Un jeune autochtone en grève de la faim pour alerter l’opinion sur les suicides dans sa communauté

 Après une marche de 635 kilomètres, un activiste autochtone de 24 ans a entamé le 31 juillet une grève de la faim devant le parlement de la Saskatchewan. Il entend faire pression sur le gouvernement de la province pour qu’il adopte un projet de loi sur la prévention des suicides, qui touchent fortement la population autochtone.

Le 2 juillet, Tristen Durocher a quitté à pied son village de La Ronge, dans le nord de la Saskatchewan, pour se rendre à Regina, la capitale de cette province de l’ouest canadien située 635 kilomètres plus loin. Après avoir installé devant le palais législatif un tipi, dans lequel il entretient un feu sacré, il a entamé une grève de la faim. Radio-Canada explique qu’il veut ainsi “faire pression sur le gouvernement de la Saskatchewan pour qu’il adopte un projet de loi sur les suicides”.

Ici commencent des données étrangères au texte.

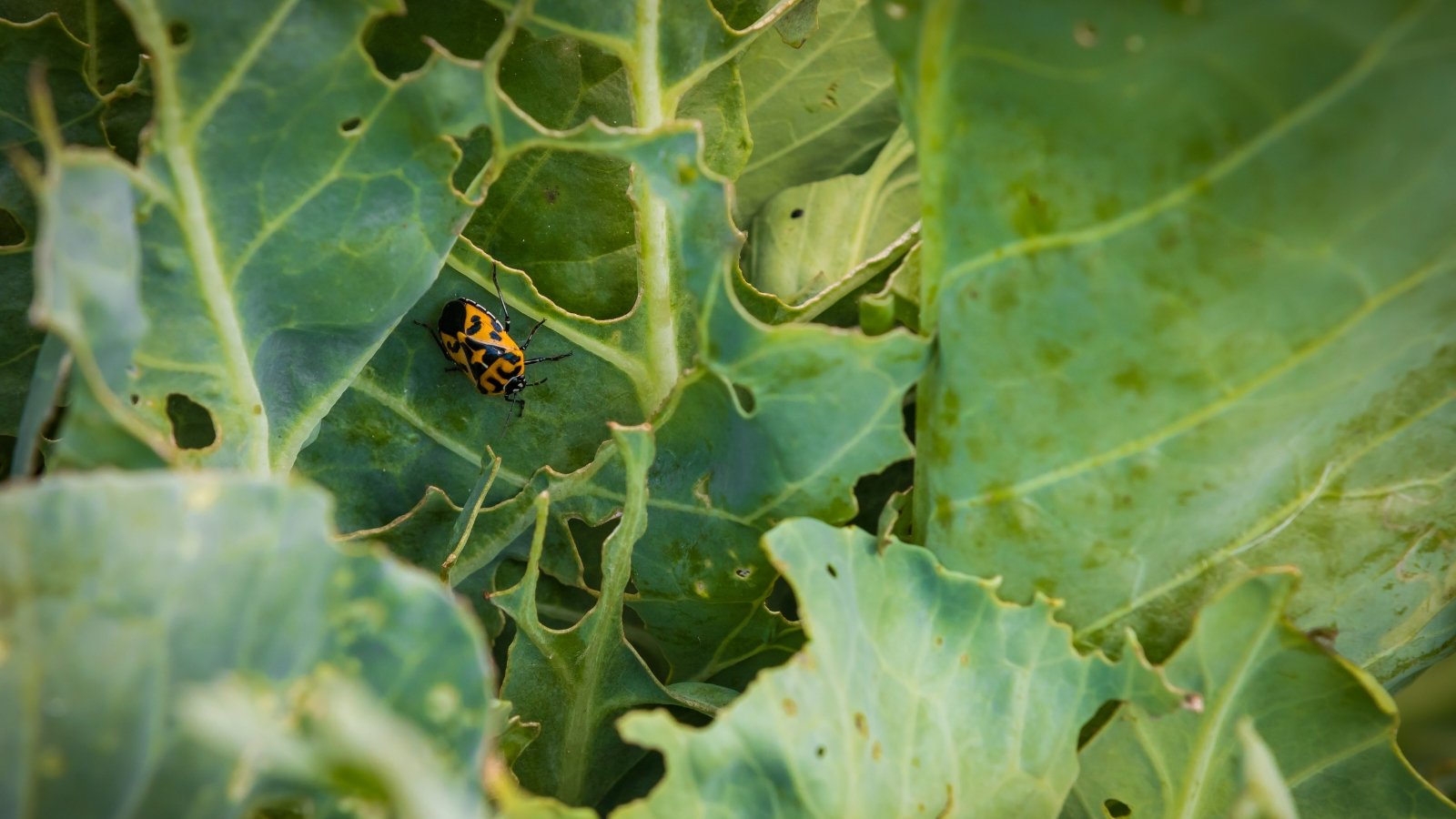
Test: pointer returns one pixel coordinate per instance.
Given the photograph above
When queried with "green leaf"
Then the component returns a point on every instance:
(87, 274)
(815, 111)
(919, 693)
(1193, 308)
(295, 205)
(332, 734)
(579, 681)
(1266, 796)
(814, 244)
(126, 591)
(58, 63)
(1329, 726)
(701, 577)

Selon des chiffres officiels, 2 338 suicides ont été enregistrés dans la province entre 2005 et 2019. “Plus du quart sont des autochtones”, précise la radio canadienne. La Fédération des nations autochtones souveraines de la Saskatchewan affirme que le taux de suicide est quatre fois plus élevé chez les autochtones que dans la population générale de la province. “Ces chiffres de taux de mortalité dans le nord ne sont pas des statistiques pour moi, confie Tristen Durocher au Leader Regina Post. Ce sont des visages, ce sont des gens, ce sont des êtres chers.”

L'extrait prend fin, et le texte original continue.